Personal information
- Date of birth: 14 March 1991 (age 34)
- Place of birth: Wadern, Germany
- Height: 1.85 m (6 ft 1 in)
- Position: Midfielder

Youth career
- 0000–2006: VfL Primstal
- 2006–2009: 1. FC Kaiserslautern

Senior career*
- Years: Team / Apps / (Gls)
- 2009–2015: 1. FC Kaiserslautern II / 91 / (9)
- 2012–2015: 1. FC Kaiserslautern / 12 / (0)
- 2015–2017: SV Sandhausen / 10 / (0)
- 2017–2023: 1. FC Saarbrücken / 145 / (10)

International career
- Germany U17 / 12 / (3)
- Germany U18 / 1 / (1)
- 2011–2012: Germany U20 / 3 / (0)

= Steven Zellner =

German footballer

Steven Zellner (born 14 March 1991) is a German former professional footballer who played as a midfielder.

==Club career==
Zellner was born in Wadern.
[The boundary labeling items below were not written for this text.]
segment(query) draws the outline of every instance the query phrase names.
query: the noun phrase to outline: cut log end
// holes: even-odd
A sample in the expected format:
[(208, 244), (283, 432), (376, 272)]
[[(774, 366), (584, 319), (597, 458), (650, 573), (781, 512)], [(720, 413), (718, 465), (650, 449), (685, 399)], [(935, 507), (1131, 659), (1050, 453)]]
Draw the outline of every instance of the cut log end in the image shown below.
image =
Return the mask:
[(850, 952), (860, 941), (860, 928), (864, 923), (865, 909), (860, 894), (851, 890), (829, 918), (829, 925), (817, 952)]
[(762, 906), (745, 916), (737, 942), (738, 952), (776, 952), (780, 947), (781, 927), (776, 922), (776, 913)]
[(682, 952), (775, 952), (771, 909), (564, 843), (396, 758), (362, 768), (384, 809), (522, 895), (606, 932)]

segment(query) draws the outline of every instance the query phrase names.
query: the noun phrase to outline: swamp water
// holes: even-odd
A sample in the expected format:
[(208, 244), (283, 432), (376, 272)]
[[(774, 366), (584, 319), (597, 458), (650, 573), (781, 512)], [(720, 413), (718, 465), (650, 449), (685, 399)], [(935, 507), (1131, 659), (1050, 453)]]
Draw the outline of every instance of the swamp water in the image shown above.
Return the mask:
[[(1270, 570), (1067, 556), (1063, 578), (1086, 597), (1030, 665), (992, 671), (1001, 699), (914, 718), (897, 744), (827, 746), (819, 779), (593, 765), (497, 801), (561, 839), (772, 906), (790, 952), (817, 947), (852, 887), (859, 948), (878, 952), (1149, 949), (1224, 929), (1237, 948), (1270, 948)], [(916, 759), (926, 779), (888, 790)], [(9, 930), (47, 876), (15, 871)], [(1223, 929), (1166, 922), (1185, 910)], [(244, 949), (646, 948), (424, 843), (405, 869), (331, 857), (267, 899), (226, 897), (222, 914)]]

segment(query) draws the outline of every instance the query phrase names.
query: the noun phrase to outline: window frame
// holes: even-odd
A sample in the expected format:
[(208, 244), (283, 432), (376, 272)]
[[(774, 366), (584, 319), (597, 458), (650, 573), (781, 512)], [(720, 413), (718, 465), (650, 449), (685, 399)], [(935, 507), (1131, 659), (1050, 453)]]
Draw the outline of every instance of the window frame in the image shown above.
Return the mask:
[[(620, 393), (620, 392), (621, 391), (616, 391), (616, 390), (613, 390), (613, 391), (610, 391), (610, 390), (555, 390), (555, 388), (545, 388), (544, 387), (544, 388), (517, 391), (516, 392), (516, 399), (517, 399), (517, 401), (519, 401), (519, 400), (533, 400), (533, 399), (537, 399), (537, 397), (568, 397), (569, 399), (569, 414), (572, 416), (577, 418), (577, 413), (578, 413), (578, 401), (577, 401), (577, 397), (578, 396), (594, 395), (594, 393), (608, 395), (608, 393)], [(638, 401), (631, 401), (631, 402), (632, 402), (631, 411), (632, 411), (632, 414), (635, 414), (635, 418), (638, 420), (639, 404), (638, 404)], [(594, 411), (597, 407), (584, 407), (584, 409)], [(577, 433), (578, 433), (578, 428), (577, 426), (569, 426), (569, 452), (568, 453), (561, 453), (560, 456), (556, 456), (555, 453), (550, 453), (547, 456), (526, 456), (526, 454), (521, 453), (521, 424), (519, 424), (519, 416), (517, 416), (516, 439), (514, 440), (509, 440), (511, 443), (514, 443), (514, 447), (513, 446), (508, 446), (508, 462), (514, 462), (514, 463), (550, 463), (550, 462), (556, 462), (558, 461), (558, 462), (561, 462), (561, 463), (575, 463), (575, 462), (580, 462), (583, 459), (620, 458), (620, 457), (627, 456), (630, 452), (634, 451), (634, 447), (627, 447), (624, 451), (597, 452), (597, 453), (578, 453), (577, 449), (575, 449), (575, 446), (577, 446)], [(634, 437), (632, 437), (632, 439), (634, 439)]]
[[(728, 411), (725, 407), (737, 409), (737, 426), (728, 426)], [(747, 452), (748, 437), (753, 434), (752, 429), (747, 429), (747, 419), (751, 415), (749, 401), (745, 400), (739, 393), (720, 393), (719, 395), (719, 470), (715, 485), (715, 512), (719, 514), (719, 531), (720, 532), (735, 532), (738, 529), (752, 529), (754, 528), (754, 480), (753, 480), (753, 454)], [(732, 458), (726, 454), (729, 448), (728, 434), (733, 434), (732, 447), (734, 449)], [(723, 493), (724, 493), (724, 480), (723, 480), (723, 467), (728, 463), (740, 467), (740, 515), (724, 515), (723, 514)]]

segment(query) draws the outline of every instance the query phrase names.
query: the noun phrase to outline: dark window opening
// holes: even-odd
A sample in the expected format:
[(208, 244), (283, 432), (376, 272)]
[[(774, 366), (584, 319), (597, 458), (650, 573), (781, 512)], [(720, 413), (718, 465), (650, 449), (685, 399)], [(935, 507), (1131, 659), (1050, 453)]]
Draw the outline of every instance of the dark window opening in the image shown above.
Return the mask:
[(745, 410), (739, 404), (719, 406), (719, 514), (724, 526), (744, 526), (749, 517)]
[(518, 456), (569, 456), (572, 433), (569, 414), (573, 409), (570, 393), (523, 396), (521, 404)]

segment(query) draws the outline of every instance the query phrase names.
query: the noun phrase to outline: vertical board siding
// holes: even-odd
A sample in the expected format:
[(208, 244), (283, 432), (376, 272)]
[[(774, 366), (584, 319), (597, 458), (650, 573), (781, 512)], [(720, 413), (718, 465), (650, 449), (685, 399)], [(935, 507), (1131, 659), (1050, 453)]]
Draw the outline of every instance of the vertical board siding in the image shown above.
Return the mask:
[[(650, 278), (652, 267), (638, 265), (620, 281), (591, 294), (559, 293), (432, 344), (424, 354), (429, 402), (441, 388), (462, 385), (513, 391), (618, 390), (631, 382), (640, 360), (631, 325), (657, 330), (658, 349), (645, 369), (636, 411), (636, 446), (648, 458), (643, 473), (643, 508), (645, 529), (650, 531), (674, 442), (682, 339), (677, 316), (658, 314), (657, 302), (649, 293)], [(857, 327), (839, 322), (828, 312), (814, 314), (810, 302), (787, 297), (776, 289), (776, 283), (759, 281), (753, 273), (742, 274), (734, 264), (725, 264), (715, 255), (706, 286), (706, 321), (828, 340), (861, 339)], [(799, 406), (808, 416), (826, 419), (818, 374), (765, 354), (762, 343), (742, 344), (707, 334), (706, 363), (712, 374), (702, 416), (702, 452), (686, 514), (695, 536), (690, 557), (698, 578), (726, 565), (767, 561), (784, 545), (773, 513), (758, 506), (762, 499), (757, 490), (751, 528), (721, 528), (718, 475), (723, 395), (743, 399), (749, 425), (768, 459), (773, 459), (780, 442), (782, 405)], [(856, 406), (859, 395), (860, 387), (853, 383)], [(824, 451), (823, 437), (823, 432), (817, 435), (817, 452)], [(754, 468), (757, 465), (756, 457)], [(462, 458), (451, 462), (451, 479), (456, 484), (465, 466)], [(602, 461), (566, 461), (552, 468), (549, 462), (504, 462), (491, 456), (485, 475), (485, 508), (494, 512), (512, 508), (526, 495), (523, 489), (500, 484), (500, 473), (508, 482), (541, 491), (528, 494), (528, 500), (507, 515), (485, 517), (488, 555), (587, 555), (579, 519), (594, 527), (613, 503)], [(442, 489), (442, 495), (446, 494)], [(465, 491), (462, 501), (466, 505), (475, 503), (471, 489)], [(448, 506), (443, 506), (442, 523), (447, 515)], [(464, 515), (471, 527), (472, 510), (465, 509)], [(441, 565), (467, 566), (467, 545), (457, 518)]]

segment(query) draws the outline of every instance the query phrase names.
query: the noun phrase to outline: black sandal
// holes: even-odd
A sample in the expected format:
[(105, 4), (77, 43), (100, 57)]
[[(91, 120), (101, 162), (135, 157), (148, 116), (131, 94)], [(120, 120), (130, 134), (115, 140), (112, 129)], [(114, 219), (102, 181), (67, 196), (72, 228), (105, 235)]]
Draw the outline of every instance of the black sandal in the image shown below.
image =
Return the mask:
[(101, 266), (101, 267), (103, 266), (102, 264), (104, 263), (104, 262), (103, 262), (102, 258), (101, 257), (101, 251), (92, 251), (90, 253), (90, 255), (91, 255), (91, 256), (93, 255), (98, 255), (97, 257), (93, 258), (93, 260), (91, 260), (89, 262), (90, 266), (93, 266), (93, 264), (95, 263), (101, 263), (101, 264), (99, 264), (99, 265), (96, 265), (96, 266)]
He made his Bundesliga debut on 11 February 2012 in a 2–0 loss away to FC Bayern Munich.

On 2 February 2015, it was announced that Zellner had moved to fellow 2. Bundesliga club SV Sandhausen. He signed a contract for the remainder of the 2014–15 season including an extension clause.